JMM: Qu’en est-il du nombre de sinistres en 2017?
M. D.: Nous avons connu en 2017 une forte sinistralité, davantage sur les marchandises transportées que sur les corps. Cela s’explique par les nombreuses catastrophes naturelles, les ouragans Harvey, Irma et Maria en particulier. Ils impactent les marchandises en transit dans les ports, mais aussi les installations portuaires, qu’il s’agisse des marinas de plaisance ou des grues des ports de commerce. En assurances corps et machines, nous avons constaté en 2017 une baisse de fréquence de la sinistralité pour les navires. Les pertes totales ont été plus limitées, en raison du rajeunissement de la flotte, mais aussi d’une meilleure formation des équipages, d’une meilleure communication et aussi de meilleures pratiques de gestion du risque. Les pertes totales en 2017 ont touché 0,13 % de la flotte mondiale, mais seulement 0,05 % du tonnage mondial.

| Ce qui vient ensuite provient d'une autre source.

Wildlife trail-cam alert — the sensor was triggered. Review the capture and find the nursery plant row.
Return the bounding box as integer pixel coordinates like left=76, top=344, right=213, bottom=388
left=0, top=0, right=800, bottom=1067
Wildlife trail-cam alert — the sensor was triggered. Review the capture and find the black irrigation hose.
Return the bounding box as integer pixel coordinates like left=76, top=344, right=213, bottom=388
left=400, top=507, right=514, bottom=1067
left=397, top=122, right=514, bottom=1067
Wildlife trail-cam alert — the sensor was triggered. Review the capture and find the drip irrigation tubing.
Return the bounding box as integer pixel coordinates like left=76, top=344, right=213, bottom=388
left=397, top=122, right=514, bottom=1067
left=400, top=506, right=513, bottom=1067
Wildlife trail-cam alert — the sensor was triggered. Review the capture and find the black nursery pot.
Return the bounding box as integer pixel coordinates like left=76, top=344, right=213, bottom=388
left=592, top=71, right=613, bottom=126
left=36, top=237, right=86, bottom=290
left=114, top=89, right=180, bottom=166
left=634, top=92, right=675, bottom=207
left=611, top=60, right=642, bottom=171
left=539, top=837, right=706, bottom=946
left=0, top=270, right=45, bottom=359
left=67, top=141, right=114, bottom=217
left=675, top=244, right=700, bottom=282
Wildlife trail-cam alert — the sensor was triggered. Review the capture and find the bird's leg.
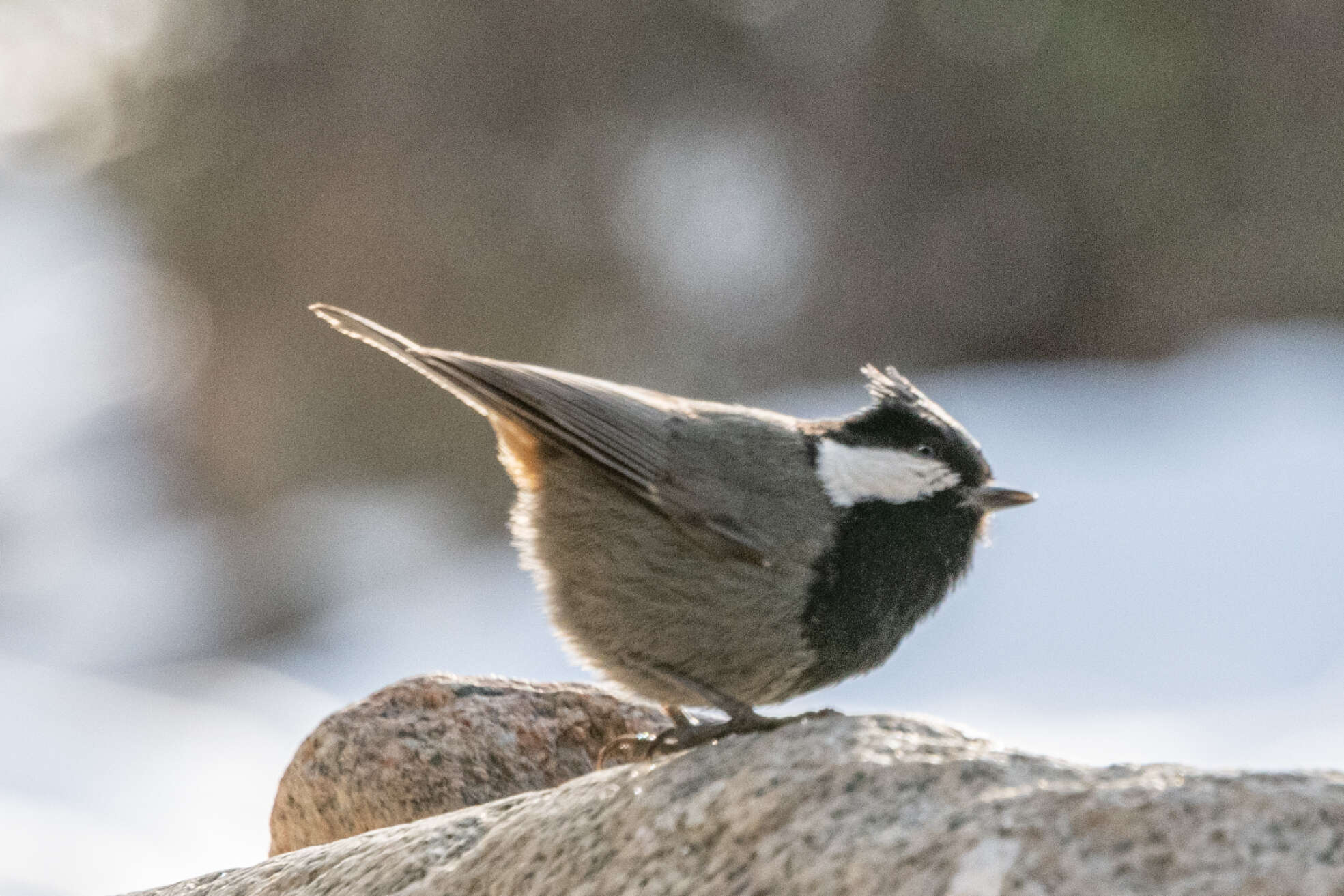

Ceci signifierait que les navires les plus grands sont aussi les plus sûrs?
M. D.: C’est trop tôt pour en tirer des conclusions, mais les pertes totales concerneraient davantage les petits tonnages. Nous sommes préoccupés en revanche par l’augmentation des valeurs assurées, qui touche aussi bien les porte-conteneurs que les navires de croisière. Dans un marché mondial de l’assurance maritime qui pèse 30 Md$ (25,43 M€), une perte totale pourrait atteindre ou même dépasser une valeur d’un milliard dans le cas d’un porte-conteneur géant de 20 000 EVP ou d’un navire de croisière de 5 000 passagers. C’est pour nous un point de vigilance, car le risque est de plus en plus concentré avec des navires de plus en plus grands et des ports dont la taille s’accroît également. Le même phénomène existe d’ailleurs dans le transport aérien avec des avions du type de l’A380.
JMM: Quelle particularité y a-t-il à assurer ces géants des mers, et quelle réponse peuvent apporter les assureurs à cette concentration des risques?
M. D.: On pourrait y répondre par une augmentation des primes, mais ce n’est pas possible car le marché est en surcapacité. Les armateurs trouveraient donc ailleurs une autre offre pour couvrir leurs valeurs, aussi fortes soient-elle. D’ailleurs, le danger ne vient pas seulement du risque de perte totale, mais aussi de la gestion des avaries communes, avec une situation d’autant plus complexe qu’il y a un grand nombre de chargeurs. Par exemple, en cas d’incendie dans un conteneur qui se propagerait à la rangée, l’intervention est d’autant plus complexe sur un porte-conteneur géant car la pile est plus haute et l’équipage est en proportion du nombre de boîtes plus réduit. Suite à une avarie, le réacheminement des conteneurs est aussi beaucoup plus complexe. Si nous ne pouvons que nous réjouir de la diminution du nombre de pertes totales, nous faisons face à une complexité accrue de la gestion des sinistres en cas d’avaries sur un navire de grande taille. La concentration des valeurs ne concerne pas que les navires mais aussi les ports et les zones de navigation les plus fréquentées. En 2017, 40 % des pertes totales ont eu lieu dans le Sud-Est asiatique. Si la Manche par exemple est très surveillée, d’autres zones très fréquentées par les navires le sont moins. Ainsi, malgré tous les systèmes d’aide à la navigation, la collision reste une des causes principales de sinistre.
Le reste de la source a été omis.